The subject of the energy future of North Korea (the Democratic People’s Republic of Korea or DPRK) has many dimensions, conceptualized in a broad variety of ways. For engineers, the energy future can be a problem in boiler efficiency and reactor safety. For energy economists, the future is an issue of trade-offs among fuel sources such as coal, natural gas, and nuclear power.
For economists with structural perspectives, energy is a constraint on economic growth in North Korea. For specialists in regional integration, energy is a catalyst for bringing Northeast Asia together. And for many security analysts and policymakers, energy is a lever for simultaneously blocking dangerous nuclear proliferation and subverting unwanted geopolitical change.
The central economic and security elements of the North Korean energy equation are inseparable in policy terms. Nuclear proliferation in North Korea, a security problem of global importance, deserves its central place in the minds of policymakers. Yet for analytical purposes it is important to disentangle economic and security aspects of the energy problem without denying their legitimate policy interdependence. North Korean politics, after all, could change radically over the coming years, altering the security equation profoundly. Yet the DPRK’s resource endowments, which must inevitably shape economic calculations, will remain constant.
Amid the myriad uncertainties of the North Korean energy equation, one strong likelihood is that the Korean Peninsula Energy Development Organization (KEDO), as presently constituted, has little future. Much of the U.S. Congress, not to mention the Bush administration, has been consistently skeptical of KEDO, and economic assistance to North Korea has never had much constituency in the United States in any case (Sigal 1998). The program has, to be sure, survived a remarkable number of crises, including the North Korean submarine incursion into South Korean waters in the fall of 1996 and the North Korean Taepo-dong missile launch of August 1998 (Snyder 2000). Yet KEDO will find it much harder to survive the major, direct violation of the Agreed Framework involved in North Korea’s covert highly enriched uranium (HEU) program, especially given the December 2002 suspension of the heavy fuel oil supply program, the extended suspension of reactor construction activities after November 2003, the lack of U.S. congressional budgetary authorization for future operations, and the continuing heavy skepticism in the Bush administration regarding a seemingly dysfunc- tional institution inherited from the past.
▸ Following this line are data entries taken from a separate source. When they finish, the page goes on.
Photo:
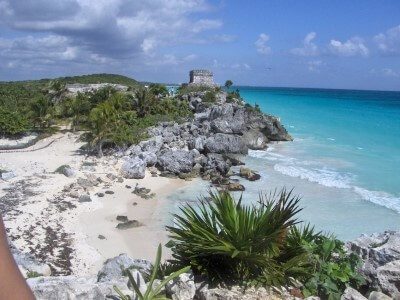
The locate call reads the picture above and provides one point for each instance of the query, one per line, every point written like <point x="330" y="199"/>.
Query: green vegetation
<point x="153" y="290"/>
<point x="110" y="117"/>
<point x="262" y="245"/>
<point x="33" y="274"/>
<point x="228" y="84"/>
<point x="12" y="123"/>
<point x="34" y="105"/>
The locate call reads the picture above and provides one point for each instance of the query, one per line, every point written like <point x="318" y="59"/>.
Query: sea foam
<point x="313" y="172"/>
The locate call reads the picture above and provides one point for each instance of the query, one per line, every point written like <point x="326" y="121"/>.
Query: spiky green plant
<point x="151" y="293"/>
<point x="234" y="243"/>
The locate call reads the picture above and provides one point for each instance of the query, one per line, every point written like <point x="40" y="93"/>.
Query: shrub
<point x="12" y="123"/>
<point x="152" y="291"/>
<point x="332" y="268"/>
<point x="209" y="97"/>
<point x="231" y="243"/>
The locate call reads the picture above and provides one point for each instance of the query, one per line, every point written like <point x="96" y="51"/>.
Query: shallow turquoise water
<point x="344" y="159"/>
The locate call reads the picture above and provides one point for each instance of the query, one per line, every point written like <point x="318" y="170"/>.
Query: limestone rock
<point x="65" y="287"/>
<point x="113" y="268"/>
<point x="352" y="294"/>
<point x="388" y="277"/>
<point x="182" y="287"/>
<point x="28" y="263"/>
<point x="378" y="296"/>
<point x="134" y="168"/>
<point x="225" y="143"/>
<point x="179" y="161"/>
<point x="255" y="140"/>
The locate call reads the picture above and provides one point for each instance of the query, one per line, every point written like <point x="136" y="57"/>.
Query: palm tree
<point x="228" y="84"/>
<point x="143" y="101"/>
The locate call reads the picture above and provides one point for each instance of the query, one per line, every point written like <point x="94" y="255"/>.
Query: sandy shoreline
<point x="43" y="215"/>
<point x="139" y="242"/>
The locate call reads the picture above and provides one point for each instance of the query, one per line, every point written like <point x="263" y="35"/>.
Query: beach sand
<point x="139" y="242"/>
<point x="44" y="219"/>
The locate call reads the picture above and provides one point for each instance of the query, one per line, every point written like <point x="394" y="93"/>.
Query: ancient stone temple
<point x="201" y="77"/>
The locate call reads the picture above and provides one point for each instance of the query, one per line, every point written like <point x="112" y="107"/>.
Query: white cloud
<point x="309" y="48"/>
<point x="85" y="31"/>
<point x="261" y="44"/>
<point x="352" y="47"/>
<point x="206" y="24"/>
<point x="315" y="65"/>
<point x="386" y="72"/>
<point x="389" y="42"/>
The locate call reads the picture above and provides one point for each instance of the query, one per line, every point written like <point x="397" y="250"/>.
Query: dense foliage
<point x="259" y="245"/>
<point x="34" y="104"/>
<point x="153" y="291"/>
<point x="111" y="117"/>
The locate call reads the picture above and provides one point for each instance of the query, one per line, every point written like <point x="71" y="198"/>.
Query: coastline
<point x="43" y="213"/>
<point x="141" y="241"/>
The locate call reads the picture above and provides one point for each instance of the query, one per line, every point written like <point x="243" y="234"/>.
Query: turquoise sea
<point x="344" y="160"/>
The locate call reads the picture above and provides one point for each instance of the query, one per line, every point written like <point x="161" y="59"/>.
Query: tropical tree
<point x="41" y="111"/>
<point x="142" y="102"/>
<point x="228" y="84"/>
<point x="158" y="90"/>
<point x="153" y="291"/>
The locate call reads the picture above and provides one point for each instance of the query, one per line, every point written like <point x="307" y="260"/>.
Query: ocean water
<point x="344" y="161"/>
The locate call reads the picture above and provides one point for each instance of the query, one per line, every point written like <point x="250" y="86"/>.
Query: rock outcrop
<point x="380" y="254"/>
<point x="201" y="146"/>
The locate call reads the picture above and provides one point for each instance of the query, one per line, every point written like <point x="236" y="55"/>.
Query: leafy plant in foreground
<point x="333" y="269"/>
<point x="151" y="291"/>
<point x="233" y="243"/>
<point x="229" y="242"/>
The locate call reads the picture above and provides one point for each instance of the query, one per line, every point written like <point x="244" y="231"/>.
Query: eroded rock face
<point x="381" y="260"/>
<point x="178" y="161"/>
<point x="133" y="167"/>
<point x="352" y="294"/>
<point x="27" y="264"/>
<point x="65" y="287"/>
<point x="113" y="268"/>
<point x="225" y="143"/>
<point x="182" y="287"/>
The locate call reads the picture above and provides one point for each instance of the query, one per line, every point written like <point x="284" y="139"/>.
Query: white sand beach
<point x="45" y="217"/>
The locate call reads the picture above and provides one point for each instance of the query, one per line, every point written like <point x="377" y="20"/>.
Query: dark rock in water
<point x="113" y="268"/>
<point x="84" y="198"/>
<point x="255" y="140"/>
<point x="248" y="174"/>
<point x="225" y="143"/>
<point x="128" y="224"/>
<point x="217" y="162"/>
<point x="178" y="161"/>
<point x="122" y="218"/>
<point x="235" y="186"/>
<point x="381" y="260"/>
<point x="234" y="160"/>
<point x="111" y="176"/>
<point x="133" y="167"/>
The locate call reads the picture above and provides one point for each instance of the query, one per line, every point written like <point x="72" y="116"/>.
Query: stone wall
<point x="201" y="77"/>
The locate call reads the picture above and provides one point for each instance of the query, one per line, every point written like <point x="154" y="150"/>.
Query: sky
<point x="323" y="44"/>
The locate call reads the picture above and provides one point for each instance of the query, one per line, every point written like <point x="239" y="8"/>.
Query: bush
<point x="12" y="123"/>
<point x="231" y="243"/>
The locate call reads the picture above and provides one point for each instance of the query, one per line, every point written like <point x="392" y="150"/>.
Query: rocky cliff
<point x="204" y="145"/>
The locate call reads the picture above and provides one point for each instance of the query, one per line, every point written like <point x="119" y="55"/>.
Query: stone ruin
<point x="201" y="77"/>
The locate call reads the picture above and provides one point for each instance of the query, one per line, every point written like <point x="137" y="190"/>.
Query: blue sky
<point x="329" y="44"/>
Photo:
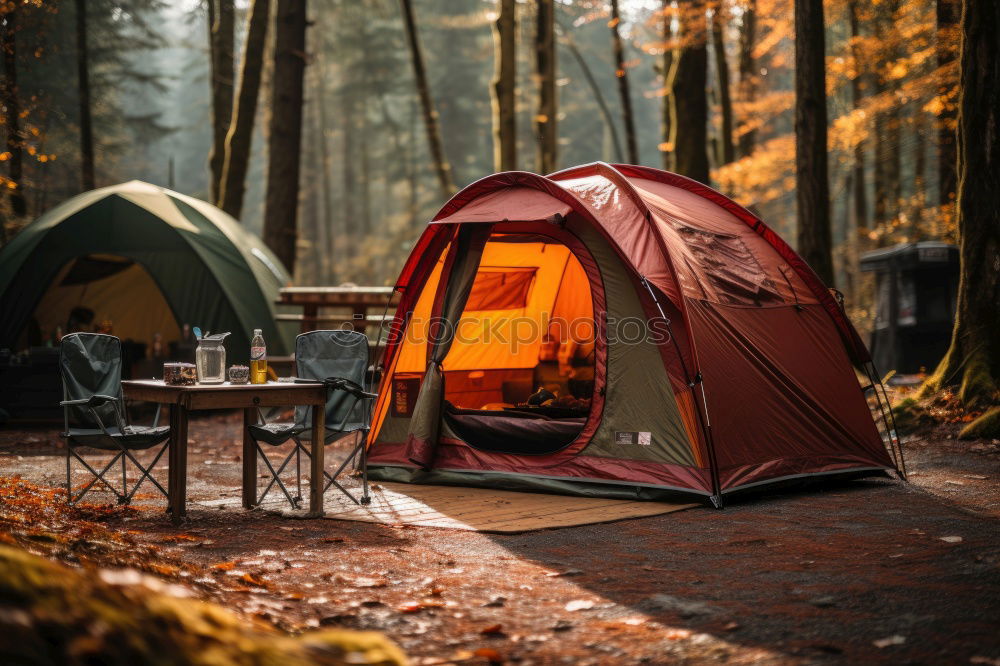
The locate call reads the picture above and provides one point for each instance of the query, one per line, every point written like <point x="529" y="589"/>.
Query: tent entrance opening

During KEDO’s more than seven years of operation, from its establishment in March 1995 until the HEU program revelations in late 2002, that tri-national organization did, to be sure, quietly foster useful interpersonal networks between North Korea and the broader world while it scored important technical accomplishments in consolidating U.S.-Japan-Korea triangular relations. There are also substantial sunk costs that—rhetoric aside—it is rational to recoup. The United States has expended more than $700 mil- lion on heavy-fuel-oil supplies to North Korea and on the administrative costs of running KEDO. South Korea (also, Republic of Korea, or ROK) and Japan have together already invested well over $1 billion in construction of a now partly built light-water reactor (LWR) in Kumho, North Korea (KEDO 2001; KEDO 2002; Brooke 2004).
Future international efforts to cope with North Korea’s energy problems can reasonably build, either figuratively or even literally, on these foundations. Yet the duplicity in the covert North Korean HEU program, coupled with the economic irrationality of much of the 1994 Agreed Framework that established KEDO, and domestic political controversies regarding the organization in virtually all of the participating nations make it likely that KEDO will need to be scrapped and reconfigured. Thus, a pressing need exists for a post-KEDO framework for North Korean energy, which is the analytical focus of this paper.